The 2006 Montrachet (from purchased grapes) is the ripest and most exotic wine in this year’s Latour collection. Musk, lily, and over-ripe peach and pear aromas usher in a sumptuous, creamy, yet juicy palate. The finish here preserves all of the decadent floral and over-ripe fruit character while introducing an intensely pungent amalgam of citrus zest, toasted nuts, wood smoke, and crushed stone. As with this year’s Chevalier Demoiselles, there is a bit of heat here but it does not seriously intrude nor preclude clarity in the finish.

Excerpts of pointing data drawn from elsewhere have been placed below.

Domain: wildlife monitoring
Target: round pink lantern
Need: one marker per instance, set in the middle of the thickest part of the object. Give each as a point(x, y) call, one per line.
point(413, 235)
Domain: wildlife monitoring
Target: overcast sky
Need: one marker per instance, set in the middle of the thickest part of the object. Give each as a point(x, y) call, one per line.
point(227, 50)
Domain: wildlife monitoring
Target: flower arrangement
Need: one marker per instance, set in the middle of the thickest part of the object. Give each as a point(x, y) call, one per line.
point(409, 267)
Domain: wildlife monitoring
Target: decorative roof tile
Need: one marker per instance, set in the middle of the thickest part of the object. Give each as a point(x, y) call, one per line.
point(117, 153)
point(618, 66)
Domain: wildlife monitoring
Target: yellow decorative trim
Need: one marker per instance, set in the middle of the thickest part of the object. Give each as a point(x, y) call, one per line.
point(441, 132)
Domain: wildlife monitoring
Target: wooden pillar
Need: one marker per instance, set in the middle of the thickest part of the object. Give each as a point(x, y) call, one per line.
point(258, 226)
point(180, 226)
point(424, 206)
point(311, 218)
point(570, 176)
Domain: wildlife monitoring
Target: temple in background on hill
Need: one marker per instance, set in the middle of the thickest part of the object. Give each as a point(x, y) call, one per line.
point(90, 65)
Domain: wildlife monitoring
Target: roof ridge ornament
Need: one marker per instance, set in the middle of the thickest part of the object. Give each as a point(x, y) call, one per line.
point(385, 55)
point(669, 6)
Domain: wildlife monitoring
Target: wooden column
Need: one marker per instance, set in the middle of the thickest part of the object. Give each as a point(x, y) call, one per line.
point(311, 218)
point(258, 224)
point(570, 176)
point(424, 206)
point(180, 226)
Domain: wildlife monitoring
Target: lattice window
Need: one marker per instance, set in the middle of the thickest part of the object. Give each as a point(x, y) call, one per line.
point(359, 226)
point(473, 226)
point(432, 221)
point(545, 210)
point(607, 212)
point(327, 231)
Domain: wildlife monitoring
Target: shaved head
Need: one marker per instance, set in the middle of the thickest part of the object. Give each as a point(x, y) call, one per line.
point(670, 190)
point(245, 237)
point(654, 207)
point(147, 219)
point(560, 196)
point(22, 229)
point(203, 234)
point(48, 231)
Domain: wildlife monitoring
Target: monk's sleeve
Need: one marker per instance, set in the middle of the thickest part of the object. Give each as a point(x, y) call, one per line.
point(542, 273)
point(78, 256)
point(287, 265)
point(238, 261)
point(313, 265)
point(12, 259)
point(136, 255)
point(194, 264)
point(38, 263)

Louis-Fabrice Latour and oenologue Jean-Charles Thomas presented a 2006 collection that displayed the opulent richness that one would anticipate from such a ripe vintage, and from the Latour house style. Sometimes these wines want a bit for clarity, definition and distinctiveness – occasionally they are rather obviously marked by dairy flavors from their malolactic conversion – but the best of them have much to offer. Since I did not have opportunity to include in my issue 179 report notes on the Chablis bottlings of Simmonet-Febvre – a domaine Latour purchased in 2003 (and which also bottles some lovely sparkling wines) – I have made note of them here.
Louis Latour has numerous importers throughout the U.S.